Our behavior, including abnormal behavior, is shaped by our environment and the consequences of our actions. In contrast to the failed results of tests of brain theories, an abundance of research has confirmed psychological cause and effect explanations for mental disorder. Parsimony is a time-tested rule for the scientific explanation of causation. The psychological paradigm for mental disorder posits that in the commonly occurring mental disorders the brain is acting normally, according to behavioral principles that explain normal as well as abnormal behavior. This is the simpler explanation, that fits with the data, but psychiatrists are adamantly opposed to psychological explanations for mental disorder.
Psychological treatments work because they provide people with the tools they need to problem-solve. Whereas drug treatment promotes passivity (expecting a drug to do the work), the goal of behavior therapy is to engage the patient in problem-solving behaviors. These behaviors are a part of the patient’s repertoire after therapy ends, sustaining and enhancing the positive outcome.
Behavioral research is a significant contributor to a great body of research findings which led the World Health Organization and the United Nations to call for a paradigm shift regarding mental disorder from a medical/biological paradigm to a social/psychological paradigm.

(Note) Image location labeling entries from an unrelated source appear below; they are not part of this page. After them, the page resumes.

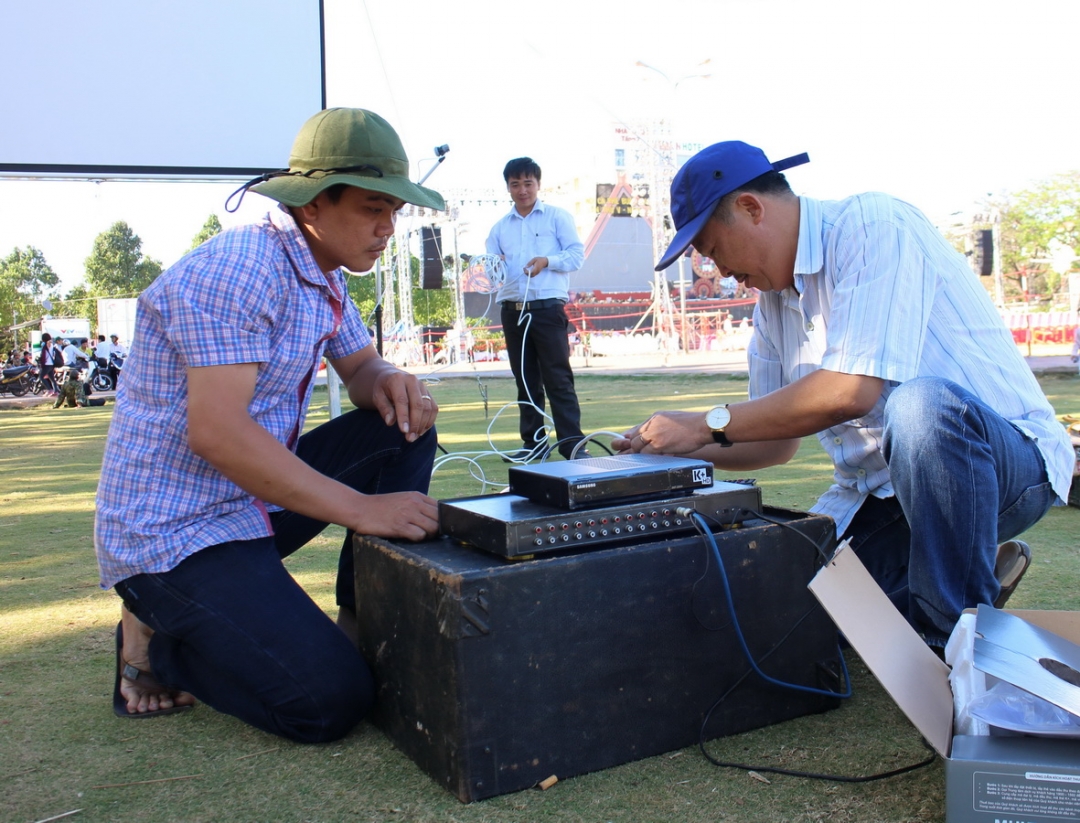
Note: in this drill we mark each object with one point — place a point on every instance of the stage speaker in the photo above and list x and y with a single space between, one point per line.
431 272
984 253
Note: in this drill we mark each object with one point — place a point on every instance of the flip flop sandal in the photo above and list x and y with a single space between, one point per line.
146 682
1014 556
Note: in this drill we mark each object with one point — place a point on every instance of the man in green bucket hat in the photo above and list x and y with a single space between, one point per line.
208 481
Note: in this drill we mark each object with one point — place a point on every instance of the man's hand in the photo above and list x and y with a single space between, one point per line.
410 515
666 433
535 266
401 399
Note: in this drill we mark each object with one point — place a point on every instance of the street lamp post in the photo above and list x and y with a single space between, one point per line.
663 163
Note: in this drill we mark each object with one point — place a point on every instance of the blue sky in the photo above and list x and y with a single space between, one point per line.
936 102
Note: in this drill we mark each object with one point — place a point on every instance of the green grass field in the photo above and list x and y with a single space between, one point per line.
62 750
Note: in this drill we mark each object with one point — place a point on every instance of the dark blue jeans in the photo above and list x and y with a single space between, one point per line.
539 352
966 480
234 629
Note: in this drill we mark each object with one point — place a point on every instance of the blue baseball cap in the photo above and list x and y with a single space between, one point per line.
707 176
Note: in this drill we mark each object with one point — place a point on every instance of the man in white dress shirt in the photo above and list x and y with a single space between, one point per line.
872 333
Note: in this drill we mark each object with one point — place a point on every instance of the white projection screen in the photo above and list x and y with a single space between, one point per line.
156 89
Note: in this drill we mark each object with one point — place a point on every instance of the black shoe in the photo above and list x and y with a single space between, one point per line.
1014 556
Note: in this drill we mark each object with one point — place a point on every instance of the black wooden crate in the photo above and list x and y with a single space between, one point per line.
496 674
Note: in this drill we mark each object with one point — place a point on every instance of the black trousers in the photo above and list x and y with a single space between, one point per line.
539 353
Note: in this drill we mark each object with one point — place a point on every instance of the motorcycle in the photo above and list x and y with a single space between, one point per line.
16 380
96 377
37 385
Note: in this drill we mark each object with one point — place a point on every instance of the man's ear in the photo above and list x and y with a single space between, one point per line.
309 212
752 205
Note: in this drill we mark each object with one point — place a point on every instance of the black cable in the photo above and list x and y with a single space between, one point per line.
699 523
815 776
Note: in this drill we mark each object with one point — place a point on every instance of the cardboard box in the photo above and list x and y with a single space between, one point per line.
987 779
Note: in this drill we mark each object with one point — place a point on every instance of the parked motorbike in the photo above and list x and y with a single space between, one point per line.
37 385
15 380
97 378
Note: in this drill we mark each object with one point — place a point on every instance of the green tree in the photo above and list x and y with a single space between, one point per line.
26 279
78 302
117 267
1034 225
212 227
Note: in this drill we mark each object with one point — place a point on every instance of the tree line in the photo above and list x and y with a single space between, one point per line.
1038 228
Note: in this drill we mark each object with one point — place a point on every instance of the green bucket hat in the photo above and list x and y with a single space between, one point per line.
351 146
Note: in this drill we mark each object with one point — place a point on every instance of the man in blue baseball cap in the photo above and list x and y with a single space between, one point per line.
872 333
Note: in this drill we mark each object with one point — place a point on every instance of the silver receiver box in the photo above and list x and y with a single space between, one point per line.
579 484
515 527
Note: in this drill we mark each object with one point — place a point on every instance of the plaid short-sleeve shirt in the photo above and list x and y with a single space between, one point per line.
250 295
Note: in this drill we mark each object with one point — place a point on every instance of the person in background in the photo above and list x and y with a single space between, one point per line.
1076 345
541 248
872 333
49 359
73 356
71 392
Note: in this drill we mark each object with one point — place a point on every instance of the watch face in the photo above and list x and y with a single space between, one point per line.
717 418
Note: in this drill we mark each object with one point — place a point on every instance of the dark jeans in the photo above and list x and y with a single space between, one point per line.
966 480
539 352
48 379
234 629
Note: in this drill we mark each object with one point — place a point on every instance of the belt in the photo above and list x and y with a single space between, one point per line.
549 302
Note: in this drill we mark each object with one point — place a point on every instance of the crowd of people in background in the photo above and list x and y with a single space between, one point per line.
61 362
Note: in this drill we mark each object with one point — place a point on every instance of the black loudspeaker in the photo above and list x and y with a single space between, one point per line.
494 675
984 253
431 273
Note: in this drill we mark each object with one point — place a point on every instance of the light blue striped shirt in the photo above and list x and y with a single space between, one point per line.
545 231
879 292
252 294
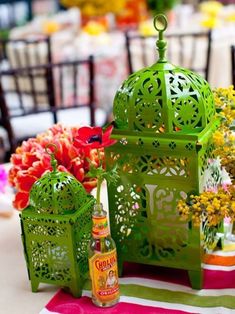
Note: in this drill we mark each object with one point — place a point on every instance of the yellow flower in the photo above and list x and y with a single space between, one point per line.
210 22
50 27
211 7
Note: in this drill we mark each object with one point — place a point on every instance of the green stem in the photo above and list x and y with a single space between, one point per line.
99 182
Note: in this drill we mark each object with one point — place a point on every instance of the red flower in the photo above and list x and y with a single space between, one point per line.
31 161
93 137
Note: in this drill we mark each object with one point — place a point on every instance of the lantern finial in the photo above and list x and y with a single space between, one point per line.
52 154
161 43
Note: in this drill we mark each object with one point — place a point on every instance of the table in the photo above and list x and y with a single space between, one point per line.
16 296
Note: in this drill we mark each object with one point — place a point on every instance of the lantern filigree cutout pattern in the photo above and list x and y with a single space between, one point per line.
164 118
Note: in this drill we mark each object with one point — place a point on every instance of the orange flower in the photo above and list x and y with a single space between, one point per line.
31 161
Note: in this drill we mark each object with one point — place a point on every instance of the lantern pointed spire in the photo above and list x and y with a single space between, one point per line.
161 43
52 154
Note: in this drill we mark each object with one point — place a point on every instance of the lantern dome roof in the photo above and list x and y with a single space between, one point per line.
57 192
163 98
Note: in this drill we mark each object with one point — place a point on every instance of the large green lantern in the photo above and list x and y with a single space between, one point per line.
56 230
164 118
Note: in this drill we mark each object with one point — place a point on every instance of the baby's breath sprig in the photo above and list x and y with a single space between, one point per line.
224 137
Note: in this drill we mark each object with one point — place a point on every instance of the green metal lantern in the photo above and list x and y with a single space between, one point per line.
56 230
164 118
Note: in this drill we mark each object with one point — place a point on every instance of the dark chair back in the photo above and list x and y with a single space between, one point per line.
11 18
233 64
58 92
189 50
21 53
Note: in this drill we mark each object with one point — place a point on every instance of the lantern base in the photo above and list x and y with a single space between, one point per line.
55 247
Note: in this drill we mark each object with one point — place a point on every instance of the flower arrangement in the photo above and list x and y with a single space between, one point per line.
224 137
91 8
93 138
3 179
210 11
161 6
217 202
31 161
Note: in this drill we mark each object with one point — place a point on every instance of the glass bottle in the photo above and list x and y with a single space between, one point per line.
103 261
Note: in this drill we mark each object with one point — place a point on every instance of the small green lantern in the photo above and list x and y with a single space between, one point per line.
56 229
164 118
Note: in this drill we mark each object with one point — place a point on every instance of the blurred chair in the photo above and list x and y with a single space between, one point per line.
189 50
18 53
233 64
60 92
13 13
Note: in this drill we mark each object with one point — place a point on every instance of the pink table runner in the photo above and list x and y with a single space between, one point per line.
148 289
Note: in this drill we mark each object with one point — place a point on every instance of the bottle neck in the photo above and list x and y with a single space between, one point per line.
100 228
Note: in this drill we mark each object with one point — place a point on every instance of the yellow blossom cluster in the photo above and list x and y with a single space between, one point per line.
224 137
92 8
209 206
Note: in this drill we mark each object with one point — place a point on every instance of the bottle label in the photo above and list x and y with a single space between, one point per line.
100 227
104 276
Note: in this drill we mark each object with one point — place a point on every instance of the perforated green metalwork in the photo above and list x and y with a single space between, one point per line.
57 193
56 230
164 99
55 246
164 118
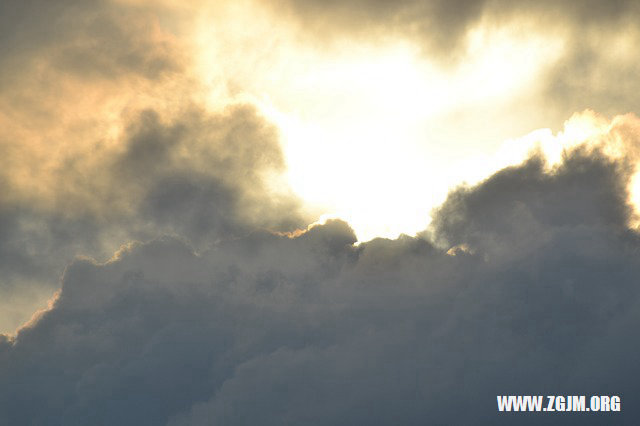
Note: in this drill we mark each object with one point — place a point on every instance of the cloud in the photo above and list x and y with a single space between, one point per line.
200 176
539 297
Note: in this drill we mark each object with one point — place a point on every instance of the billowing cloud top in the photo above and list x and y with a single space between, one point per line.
188 285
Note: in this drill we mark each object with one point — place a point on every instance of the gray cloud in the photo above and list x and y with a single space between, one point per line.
200 176
596 70
276 330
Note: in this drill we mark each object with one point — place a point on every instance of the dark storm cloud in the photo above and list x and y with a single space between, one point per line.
596 69
540 297
200 176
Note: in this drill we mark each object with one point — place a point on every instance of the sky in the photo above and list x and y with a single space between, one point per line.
317 212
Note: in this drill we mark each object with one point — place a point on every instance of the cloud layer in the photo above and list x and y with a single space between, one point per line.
537 294
223 307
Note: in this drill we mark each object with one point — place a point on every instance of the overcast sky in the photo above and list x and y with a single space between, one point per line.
293 212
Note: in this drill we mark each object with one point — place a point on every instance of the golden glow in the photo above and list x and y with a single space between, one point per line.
362 124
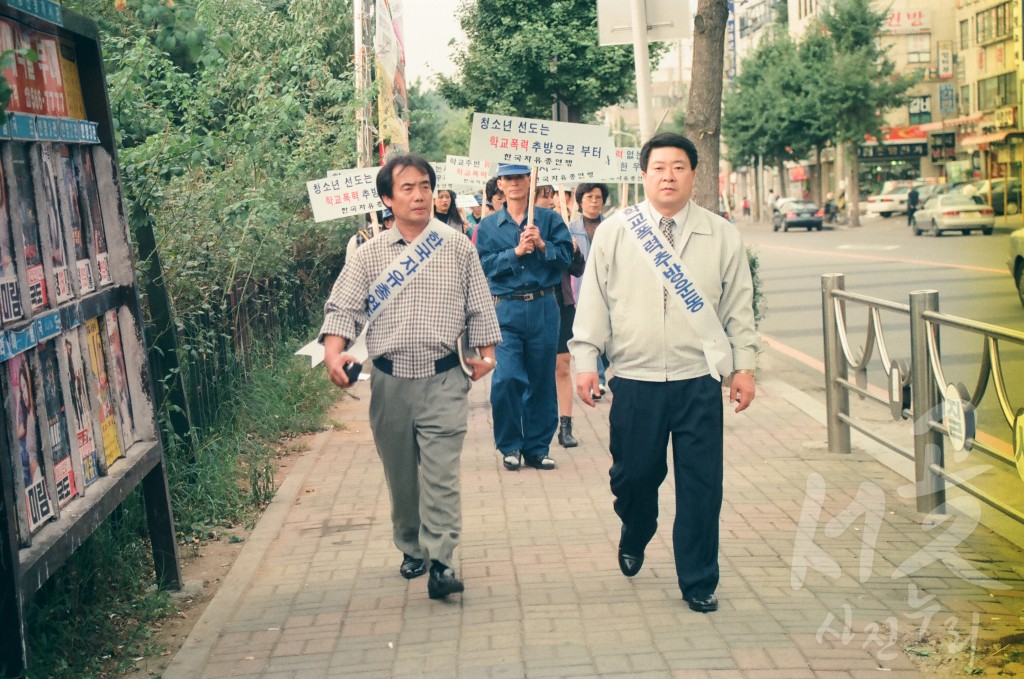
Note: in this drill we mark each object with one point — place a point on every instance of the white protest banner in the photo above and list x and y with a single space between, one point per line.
626 165
468 174
541 143
466 201
440 176
344 194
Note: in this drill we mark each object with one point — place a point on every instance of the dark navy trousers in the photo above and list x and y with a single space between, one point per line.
643 417
523 405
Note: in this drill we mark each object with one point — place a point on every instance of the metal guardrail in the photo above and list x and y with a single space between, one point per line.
918 388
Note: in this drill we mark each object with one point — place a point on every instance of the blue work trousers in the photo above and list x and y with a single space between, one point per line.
523 405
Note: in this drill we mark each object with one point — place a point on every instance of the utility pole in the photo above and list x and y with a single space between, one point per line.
638 16
364 114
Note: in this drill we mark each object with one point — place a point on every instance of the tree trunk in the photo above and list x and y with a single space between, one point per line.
853 186
704 115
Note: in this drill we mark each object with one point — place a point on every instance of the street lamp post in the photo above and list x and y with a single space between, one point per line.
638 14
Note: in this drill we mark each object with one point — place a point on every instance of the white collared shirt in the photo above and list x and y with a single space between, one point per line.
621 310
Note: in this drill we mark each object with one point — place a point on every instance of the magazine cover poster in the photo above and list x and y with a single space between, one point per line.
30 460
80 420
56 421
93 216
52 225
108 418
73 215
23 204
49 65
119 385
10 295
30 74
8 31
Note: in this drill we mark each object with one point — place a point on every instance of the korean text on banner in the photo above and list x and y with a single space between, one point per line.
543 143
344 194
467 174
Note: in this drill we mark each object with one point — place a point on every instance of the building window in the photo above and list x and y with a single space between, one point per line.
992 24
997 91
919 48
921 110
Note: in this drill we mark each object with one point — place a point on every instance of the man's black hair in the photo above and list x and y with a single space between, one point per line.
587 187
669 139
385 178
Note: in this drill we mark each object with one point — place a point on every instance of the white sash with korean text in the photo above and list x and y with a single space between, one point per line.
683 288
397 276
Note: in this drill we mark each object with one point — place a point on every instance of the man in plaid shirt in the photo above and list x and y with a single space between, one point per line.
418 404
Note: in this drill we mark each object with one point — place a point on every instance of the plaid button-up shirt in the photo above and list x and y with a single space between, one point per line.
423 323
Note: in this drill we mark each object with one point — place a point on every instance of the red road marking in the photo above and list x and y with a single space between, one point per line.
873 258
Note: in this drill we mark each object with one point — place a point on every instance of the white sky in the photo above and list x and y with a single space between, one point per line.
428 26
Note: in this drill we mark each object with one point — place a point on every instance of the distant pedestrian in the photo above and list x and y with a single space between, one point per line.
418 395
523 256
446 211
912 201
671 342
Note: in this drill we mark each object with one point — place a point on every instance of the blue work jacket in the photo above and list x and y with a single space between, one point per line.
497 238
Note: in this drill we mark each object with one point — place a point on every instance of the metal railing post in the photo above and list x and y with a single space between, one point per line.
926 405
837 397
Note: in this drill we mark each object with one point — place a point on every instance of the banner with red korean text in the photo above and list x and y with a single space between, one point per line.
543 143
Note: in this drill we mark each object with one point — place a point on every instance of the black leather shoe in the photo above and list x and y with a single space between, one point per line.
442 582
543 462
412 566
630 564
702 604
565 437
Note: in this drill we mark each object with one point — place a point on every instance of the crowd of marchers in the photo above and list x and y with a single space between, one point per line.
529 284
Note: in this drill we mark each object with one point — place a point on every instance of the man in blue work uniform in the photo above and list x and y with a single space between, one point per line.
523 259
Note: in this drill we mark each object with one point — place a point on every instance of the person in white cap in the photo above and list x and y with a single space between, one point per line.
523 257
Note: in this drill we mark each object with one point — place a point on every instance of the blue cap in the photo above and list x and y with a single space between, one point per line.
505 170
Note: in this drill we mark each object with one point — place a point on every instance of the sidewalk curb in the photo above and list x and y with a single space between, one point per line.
190 660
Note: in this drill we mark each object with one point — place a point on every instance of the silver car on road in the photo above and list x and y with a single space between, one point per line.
953 212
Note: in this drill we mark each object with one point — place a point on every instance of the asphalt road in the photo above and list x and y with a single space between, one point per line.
882 258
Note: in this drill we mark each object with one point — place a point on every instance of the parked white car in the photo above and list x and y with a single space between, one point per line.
889 204
953 212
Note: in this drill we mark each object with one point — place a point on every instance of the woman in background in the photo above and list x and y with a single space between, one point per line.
446 211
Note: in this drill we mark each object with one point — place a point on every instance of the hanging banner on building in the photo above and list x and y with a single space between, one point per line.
392 102
468 174
543 143
944 67
907 20
344 194
947 99
942 146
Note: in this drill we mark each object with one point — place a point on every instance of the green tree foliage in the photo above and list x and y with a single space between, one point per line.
435 129
521 56
767 109
223 109
865 84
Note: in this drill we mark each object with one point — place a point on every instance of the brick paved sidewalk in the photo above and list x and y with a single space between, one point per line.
316 593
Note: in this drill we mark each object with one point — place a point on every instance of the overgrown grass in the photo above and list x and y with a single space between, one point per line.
95 616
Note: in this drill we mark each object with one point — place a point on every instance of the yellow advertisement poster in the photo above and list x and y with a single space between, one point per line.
108 419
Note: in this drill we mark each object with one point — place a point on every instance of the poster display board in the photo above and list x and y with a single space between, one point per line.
78 432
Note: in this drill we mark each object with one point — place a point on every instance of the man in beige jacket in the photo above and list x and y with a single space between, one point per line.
667 362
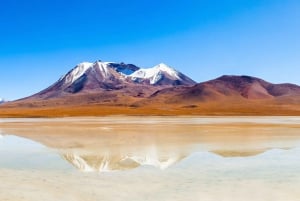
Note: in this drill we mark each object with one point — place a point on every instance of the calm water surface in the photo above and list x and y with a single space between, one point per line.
150 158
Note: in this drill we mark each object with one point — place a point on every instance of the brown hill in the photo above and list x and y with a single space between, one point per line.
226 95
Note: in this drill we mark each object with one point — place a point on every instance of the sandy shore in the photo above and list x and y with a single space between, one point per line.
266 167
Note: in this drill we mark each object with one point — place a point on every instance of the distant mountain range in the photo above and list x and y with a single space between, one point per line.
102 88
2 100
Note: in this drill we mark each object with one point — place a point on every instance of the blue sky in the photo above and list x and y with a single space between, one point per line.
42 40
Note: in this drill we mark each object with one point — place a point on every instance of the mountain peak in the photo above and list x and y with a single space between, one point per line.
161 74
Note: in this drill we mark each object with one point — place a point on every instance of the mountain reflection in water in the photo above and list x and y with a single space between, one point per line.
124 143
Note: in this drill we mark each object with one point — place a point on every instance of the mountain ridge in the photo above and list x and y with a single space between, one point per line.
103 88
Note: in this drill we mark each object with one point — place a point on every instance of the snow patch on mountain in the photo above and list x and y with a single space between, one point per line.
77 72
156 73
103 67
2 100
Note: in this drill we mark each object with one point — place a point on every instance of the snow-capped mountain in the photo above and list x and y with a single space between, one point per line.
107 76
160 75
106 163
2 100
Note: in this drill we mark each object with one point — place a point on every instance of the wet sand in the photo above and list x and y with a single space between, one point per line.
217 159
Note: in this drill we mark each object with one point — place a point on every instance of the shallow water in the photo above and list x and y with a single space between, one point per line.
150 158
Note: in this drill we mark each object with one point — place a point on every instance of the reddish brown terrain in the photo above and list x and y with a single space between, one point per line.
102 90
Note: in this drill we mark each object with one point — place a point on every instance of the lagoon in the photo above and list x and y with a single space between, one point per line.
150 158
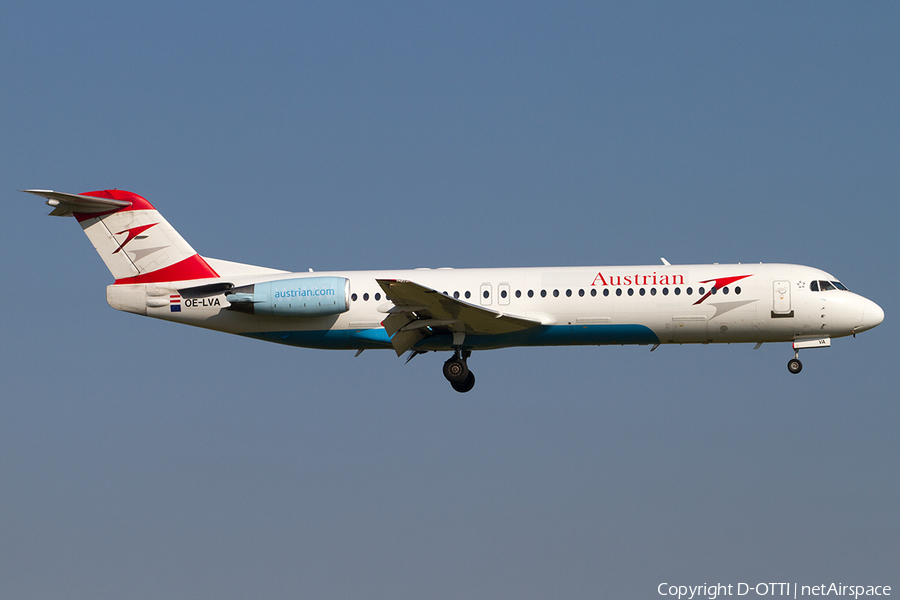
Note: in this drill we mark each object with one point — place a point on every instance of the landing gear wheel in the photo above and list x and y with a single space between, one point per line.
456 370
464 386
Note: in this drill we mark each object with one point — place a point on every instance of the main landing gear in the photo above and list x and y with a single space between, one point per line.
457 371
794 365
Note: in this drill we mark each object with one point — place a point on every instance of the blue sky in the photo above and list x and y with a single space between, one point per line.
139 459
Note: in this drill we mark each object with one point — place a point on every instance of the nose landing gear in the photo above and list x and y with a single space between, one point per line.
457 371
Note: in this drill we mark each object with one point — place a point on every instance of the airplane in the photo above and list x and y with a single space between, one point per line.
158 274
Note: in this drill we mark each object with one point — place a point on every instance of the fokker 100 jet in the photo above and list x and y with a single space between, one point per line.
158 274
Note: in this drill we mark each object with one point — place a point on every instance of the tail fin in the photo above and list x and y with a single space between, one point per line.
137 244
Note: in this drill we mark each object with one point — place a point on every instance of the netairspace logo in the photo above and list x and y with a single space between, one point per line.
771 589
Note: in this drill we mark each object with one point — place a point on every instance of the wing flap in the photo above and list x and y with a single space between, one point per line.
419 310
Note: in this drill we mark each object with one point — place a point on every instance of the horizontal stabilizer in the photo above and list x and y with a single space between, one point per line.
65 205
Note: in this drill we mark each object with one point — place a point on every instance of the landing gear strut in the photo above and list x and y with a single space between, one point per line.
457 371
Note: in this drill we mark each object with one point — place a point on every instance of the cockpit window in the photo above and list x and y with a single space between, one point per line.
826 286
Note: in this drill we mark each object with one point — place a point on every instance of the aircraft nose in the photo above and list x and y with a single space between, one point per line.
873 315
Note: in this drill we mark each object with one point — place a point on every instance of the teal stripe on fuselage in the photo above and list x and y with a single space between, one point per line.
555 335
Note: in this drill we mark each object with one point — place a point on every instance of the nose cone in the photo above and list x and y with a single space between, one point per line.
872 316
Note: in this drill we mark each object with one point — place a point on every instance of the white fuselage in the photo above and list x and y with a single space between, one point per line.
657 304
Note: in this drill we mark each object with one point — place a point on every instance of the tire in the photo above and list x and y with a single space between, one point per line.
456 370
464 386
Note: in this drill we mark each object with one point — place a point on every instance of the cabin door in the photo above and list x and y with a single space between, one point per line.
781 299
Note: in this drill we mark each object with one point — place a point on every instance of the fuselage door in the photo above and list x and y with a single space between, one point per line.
503 291
781 291
486 294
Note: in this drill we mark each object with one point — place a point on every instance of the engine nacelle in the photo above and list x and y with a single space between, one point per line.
301 297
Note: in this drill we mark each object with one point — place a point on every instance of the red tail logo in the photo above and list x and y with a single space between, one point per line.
132 233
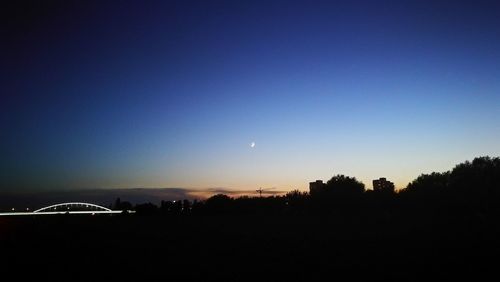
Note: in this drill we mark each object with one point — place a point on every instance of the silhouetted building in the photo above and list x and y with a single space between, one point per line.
383 185
316 186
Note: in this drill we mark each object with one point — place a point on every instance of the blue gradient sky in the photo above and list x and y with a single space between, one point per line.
104 94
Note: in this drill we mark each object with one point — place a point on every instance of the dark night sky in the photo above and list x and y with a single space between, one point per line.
108 94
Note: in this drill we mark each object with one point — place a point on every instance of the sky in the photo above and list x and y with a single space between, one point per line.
122 94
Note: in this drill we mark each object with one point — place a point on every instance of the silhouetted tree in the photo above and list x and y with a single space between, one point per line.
146 209
429 184
477 183
219 203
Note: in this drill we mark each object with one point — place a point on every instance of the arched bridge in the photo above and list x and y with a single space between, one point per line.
73 206
69 208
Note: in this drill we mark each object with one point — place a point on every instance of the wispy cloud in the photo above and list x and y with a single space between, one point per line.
106 197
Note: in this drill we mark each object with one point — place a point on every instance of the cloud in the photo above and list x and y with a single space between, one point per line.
106 197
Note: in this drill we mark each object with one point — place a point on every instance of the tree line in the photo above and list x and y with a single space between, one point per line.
471 186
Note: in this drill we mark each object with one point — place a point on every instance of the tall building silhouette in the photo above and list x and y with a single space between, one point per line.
383 185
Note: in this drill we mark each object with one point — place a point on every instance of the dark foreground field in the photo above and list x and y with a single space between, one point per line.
260 248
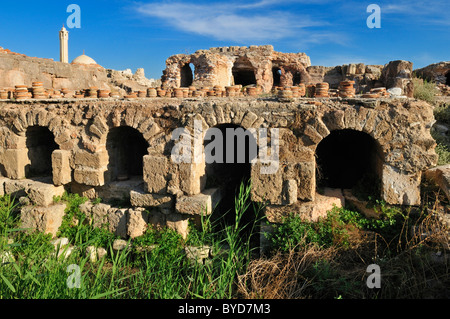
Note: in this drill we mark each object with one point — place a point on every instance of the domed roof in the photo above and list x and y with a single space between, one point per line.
84 59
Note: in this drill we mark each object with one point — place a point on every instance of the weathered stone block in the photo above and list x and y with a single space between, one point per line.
16 188
89 176
399 188
140 199
267 187
117 221
43 219
62 172
290 192
200 204
95 160
99 214
155 173
179 224
83 190
42 194
441 176
2 185
192 177
14 162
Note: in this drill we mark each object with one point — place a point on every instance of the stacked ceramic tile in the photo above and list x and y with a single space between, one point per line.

This travesty needs to be ended. Instead of NIMH spending its precious research dollars in pursuit of a chimera, it should be investing these funds in studying psychological factors in mental disorder, improving the efficiency and effectiveness of behavioral treatments and other social/psychological remedies, and pursuing a validated behaviorally-based DSM.
Thanks Allan,
I feel it apt to look at the History of the DSM. IT was contrived from an American Census back in the 1800’s. Apparently, all African Americans in a particular Town had a MH Disorder. No, they did not, they were of lower socioeconomic status and were illiterate. Then they have Updated. I think we are up to Version 5.1.3.
It has always been the case. Let’s sell this idea, so we can make money. Big Pharmaceutical Companies rake in the Big Bucks. Do they care about people of course not it’s all about Profit. Good PR, Excellent adverting and will so many Social Media sites let’s sell this fabricated Illness with weasel words.
Recently, I was talking to a Grandfather whose adult child’s baby had died. He said they were DEPRESSED. No, love, I said that is called GRIEF. They are bereft and all a drug will do apart from side effects, is suppress it in the body. The person does not come to terms with a Life Event. But Glaso Slithe & Fine are doling out Bonuses, More Flesh Cars, PriVAT jet hollibobs, Dezinger Clones & Bogs. They have so much willed domina3ion that even SiRi, Alexa and Goggle believe they’re Depressed that they need their Tablets. They don’t care whether it’s Samsung, Apple or Amazon. People have a tendency to believe what they hear and read. Six years ago, I put a Sockpuppet (Fake Profile of a high profile Supremely Authoritative Figure. So, many people reacted and responded to my AI, I laughed.
Real Clinicians are failing to recognise serious illness because they are bowing down to Big Pharma and what the computer instructs them to do. Meh, they get stuck in a loop on line 10,857 of JavaScript or Python. So, they do exactly the same. In the 90’s trending was Prozac but now we have the all singing and dancing 4th and 5th Generation where Quetiapine, Sertraline and Gawd knows what else bumfgnacious concoction they have brewed in Craic Lab.
Alienists are so called because they do not understand PEOPLE. They cry when their dogs die, they are happy when they get a new job, they are stressed before an exam but NO let’s PATHOLOGISE it so we can RAKE in not millions but billions, get people addicted so we earn more. Oh even better, we can treat them like Guinea Pigs, go oops when it goes very horribly wrong and then say Nah nothing to do with us. They were 2 kgs overweight.